Illustration by Alex Castro
Google will affirm that employees can discuss workplace issues, following a settlement with the National Labor Relations Board (NLRB). According to The Wall Street Journal, which reported the news today, the agreement covers complaints about Google reacting unfavorably to “workplace dissent.” Google won’t need to admit wrongdoing, but it will need to inform employees of their speech rights.

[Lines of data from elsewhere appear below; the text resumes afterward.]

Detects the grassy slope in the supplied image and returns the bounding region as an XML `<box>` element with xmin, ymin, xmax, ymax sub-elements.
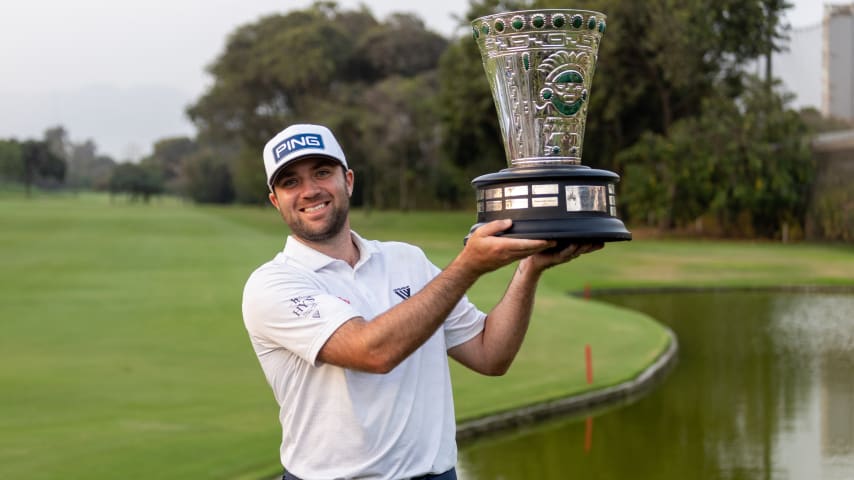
<box><xmin>1</xmin><ymin>194</ymin><xmax>851</xmax><ymax>479</ymax></box>
<box><xmin>1</xmin><ymin>194</ymin><xmax>279</xmax><ymax>479</ymax></box>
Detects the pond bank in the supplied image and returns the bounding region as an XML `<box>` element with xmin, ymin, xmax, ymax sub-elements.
<box><xmin>576</xmin><ymin>284</ymin><xmax>854</xmax><ymax>296</ymax></box>
<box><xmin>457</xmin><ymin>326</ymin><xmax>679</xmax><ymax>442</ymax></box>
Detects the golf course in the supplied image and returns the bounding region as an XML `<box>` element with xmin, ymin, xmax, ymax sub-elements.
<box><xmin>2</xmin><ymin>192</ymin><xmax>852</xmax><ymax>479</ymax></box>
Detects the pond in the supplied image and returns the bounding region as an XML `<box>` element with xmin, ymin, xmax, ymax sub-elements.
<box><xmin>458</xmin><ymin>291</ymin><xmax>854</xmax><ymax>479</ymax></box>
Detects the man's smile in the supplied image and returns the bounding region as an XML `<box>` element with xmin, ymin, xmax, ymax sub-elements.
<box><xmin>302</xmin><ymin>201</ymin><xmax>330</xmax><ymax>213</ymax></box>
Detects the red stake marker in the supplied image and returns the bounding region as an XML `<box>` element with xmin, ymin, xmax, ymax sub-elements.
<box><xmin>585</xmin><ymin>344</ymin><xmax>593</xmax><ymax>385</ymax></box>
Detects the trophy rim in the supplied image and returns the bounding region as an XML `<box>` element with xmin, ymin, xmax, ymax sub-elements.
<box><xmin>471</xmin><ymin>9</ymin><xmax>607</xmax><ymax>25</ymax></box>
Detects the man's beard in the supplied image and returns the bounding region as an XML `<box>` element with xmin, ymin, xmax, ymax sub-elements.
<box><xmin>288</xmin><ymin>202</ymin><xmax>349</xmax><ymax>243</ymax></box>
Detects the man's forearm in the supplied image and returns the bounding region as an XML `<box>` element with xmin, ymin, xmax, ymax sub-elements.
<box><xmin>477</xmin><ymin>260</ymin><xmax>542</xmax><ymax>374</ymax></box>
<box><xmin>358</xmin><ymin>259</ymin><xmax>481</xmax><ymax>371</ymax></box>
<box><xmin>449</xmin><ymin>242</ymin><xmax>602</xmax><ymax>375</ymax></box>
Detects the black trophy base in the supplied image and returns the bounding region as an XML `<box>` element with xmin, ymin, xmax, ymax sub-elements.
<box><xmin>466</xmin><ymin>165</ymin><xmax>632</xmax><ymax>244</ymax></box>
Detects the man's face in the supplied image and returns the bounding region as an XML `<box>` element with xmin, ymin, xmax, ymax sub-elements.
<box><xmin>268</xmin><ymin>157</ymin><xmax>353</xmax><ymax>244</ymax></box>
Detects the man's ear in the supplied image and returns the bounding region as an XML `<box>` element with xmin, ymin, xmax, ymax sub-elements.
<box><xmin>345</xmin><ymin>169</ymin><xmax>354</xmax><ymax>197</ymax></box>
<box><xmin>268</xmin><ymin>192</ymin><xmax>280</xmax><ymax>210</ymax></box>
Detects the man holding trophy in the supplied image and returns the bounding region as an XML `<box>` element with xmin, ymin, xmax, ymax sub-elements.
<box><xmin>241</xmin><ymin>8</ymin><xmax>621</xmax><ymax>480</ymax></box>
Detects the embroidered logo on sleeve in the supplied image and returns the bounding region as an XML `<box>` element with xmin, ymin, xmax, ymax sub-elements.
<box><xmin>393</xmin><ymin>286</ymin><xmax>411</xmax><ymax>300</ymax></box>
<box><xmin>290</xmin><ymin>296</ymin><xmax>319</xmax><ymax>318</ymax></box>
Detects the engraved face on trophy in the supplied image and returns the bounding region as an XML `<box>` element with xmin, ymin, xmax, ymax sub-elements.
<box><xmin>468</xmin><ymin>10</ymin><xmax>631</xmax><ymax>243</ymax></box>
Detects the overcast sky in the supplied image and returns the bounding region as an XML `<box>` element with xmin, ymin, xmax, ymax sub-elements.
<box><xmin>0</xmin><ymin>0</ymin><xmax>840</xmax><ymax>160</ymax></box>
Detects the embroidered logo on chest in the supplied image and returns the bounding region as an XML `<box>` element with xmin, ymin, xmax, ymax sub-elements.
<box><xmin>393</xmin><ymin>286</ymin><xmax>411</xmax><ymax>300</ymax></box>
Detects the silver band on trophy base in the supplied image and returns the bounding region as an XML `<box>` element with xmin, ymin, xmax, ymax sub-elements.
<box><xmin>467</xmin><ymin>9</ymin><xmax>631</xmax><ymax>243</ymax></box>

Google confirmed the settlement in a statement to The New York Times and The Verge. “We have agreed to post a notice to our employees reminding them of their rights under the National Labor Relations Act,” a spokesperson said. “As a part of that notice, we will also remind employees of the changes we made to our workplace policies back in 2016 and 2017 that clarified those policies do not prevent employees from discussing workplace issues.”
Trump promoted one of the complainants on Twitter
The Journal writes that one of the complaints involves Kevin Cernekee, who alleged he was fired for his conservative political beliefs. (The Daily Caller later published posts where Cernekee suggested raising money for neo-Nazi Richard Spencer, something Cernekee claimed was unrelated to Spencer’s politics.) President Trump promoted Cernekee on Twitter after he appeared on Fox Business, raising Cernekee’s profile. A second complaint reportedly involved an employee who posted “unflattering opinions” about a Google executive on Facebook.
The Journal initially reported that the settlement covered talking about “political and workplace” issues. In a statement, Google partially denied that description. “There has been some misreporting this morning about Google’s workplace,” the spokesperson told The Verge. While she confirmed that Google had settled Cernekee’s complaint, “there is absolutely no mention of political activity in the proposed settlement.”
Apparently unrelated to this settlement, Google has been accused of retaliating against workplace activists like Claire Stapleton and Meredith Whittaker, who helped organize a mass walkout to protest Google’s handling of sexual misconduct. And when Google updated some policies on employee conduct in August, critics argued that it could use the new rules to suppress protest over military or immigration agency contracts. Google said that these updates are “completely unrelated and unaffected” by the settlement.